Bob Brown 119/07/2014 09:26:04
1020 forum posts
127 photos

I feel you will be pushed to make a 5" loco with the smallest of the mini lathes due to the limitation on swing. Some parts on a 5" loco require a swing of around 6" or larger, I'm not saying you can not build a 5" loco with a smallest mini lathe but you may be restricted in the model you pick if you go this route.

The suggestion would probably be when buying a lathe is buy the biggest you can afford (with in reason) as the story goes you can machine small parts on a large lathe but you can not machine large parts on a small lathe.


Bazyle19/07/2014 09:51:55
5898 forum posts
218 photos

The C0 looks a bit small so don't rush into it but don't get fixated on 5in unless you have a specific need to pull passengers as there are great designs in smaller sizes too. If you make a 5 in where would you run it? For most people this means joining a club so you can look for one now before you leap into the loco building task.

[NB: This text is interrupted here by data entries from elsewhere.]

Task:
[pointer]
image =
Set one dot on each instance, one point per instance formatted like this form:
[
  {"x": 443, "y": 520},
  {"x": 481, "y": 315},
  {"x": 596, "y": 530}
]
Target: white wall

You shouldn't think you need to wait until you are an experienced engineer before joining them. There are clubs in Cambridge and Peterborough but probably more nearby. Just google 'Model Engineer YourTown' which will come up with several or look at **LINK**

Edited By Bazyle on 19/07/2014 09:53:21

Nigel Bennett19/07/2014 14:09:09
405 forum posts
11 photos

I thought Roger Thornber had described a Gauge 1 14XX in EIM not long ago. Certainly there are several G1 designs which would be a good starting point without spending too much. If you make a decent job of it, at least it can sit on the mantelpiece when you're not running it! You'd certainly learn about the more "fiddly" aspects of modelling.

Good luck whatever you decide to build.

merlin19/07/2014 18:03:16
141 forum posts
1 photos

Dare I, as a non-subscriber, say that time and time again there are appeals for help and advice from newcomers and the first thought is; whereabouts in the world are you?

I would be more happy to pass on my thoughts, for what they are worth, if the enquirer were near to me and I could actually meet her or him, so much easier that typing.

AntT19/07/2014 21:03:29
5 forum posts


i think the best club for me to join locally would be the one in Abbey Park Leicester.

I have an open mind as to scales and would like to build an inch or 2" traction engine and probably 3 n half" locos but the dream is a 5", I've wanted my own since first going to a public running day in peterborough a long time ago.

Merlin- I am not far from Lincoln.


john kennedy 119/07/2014 21:27:42
214 forum posts
24 photos

AntT, If you live near Lincoln,have you had a look here ?

Bob Brown 119/07/2014 21:58:34
1020 forum posts
127 photos

If you intend to build a 2" traction engine you will need something bigger than a mini lathe and that then opens up a 5" loco. These things are not cheap, the castings and other parts can soon add up, just try adding up the parts listed on somewhere like AJReeves and you'll see what I mean.

Ian S C20/07/2014 13:25:19
7468 forum posts
230 photos

I'm no loco builder, but until recently I had a chassis, cylinders, and the boiler shell of a 5" Simplex, and it did not seem overly big in my view, things like the smoke box door would be 4"dia or less. There were no wheels so can't comment. The lathe requirement would be modest. A traction engine would be a bit more demanding on lathe size.

Ian S C

Bob Brown 120/07/2014 14:46:52
1020 forum posts
127 photos

A 5" Simplex wheels are 4.375" dia but a Maid of Kent are 7" so there are some 5" locos that could be built on the smallest mini lathe but you would have to make the selection taking the size of parts into account. Not forgetting you have to hold the parts so allowances for chuck jaws may have to be made.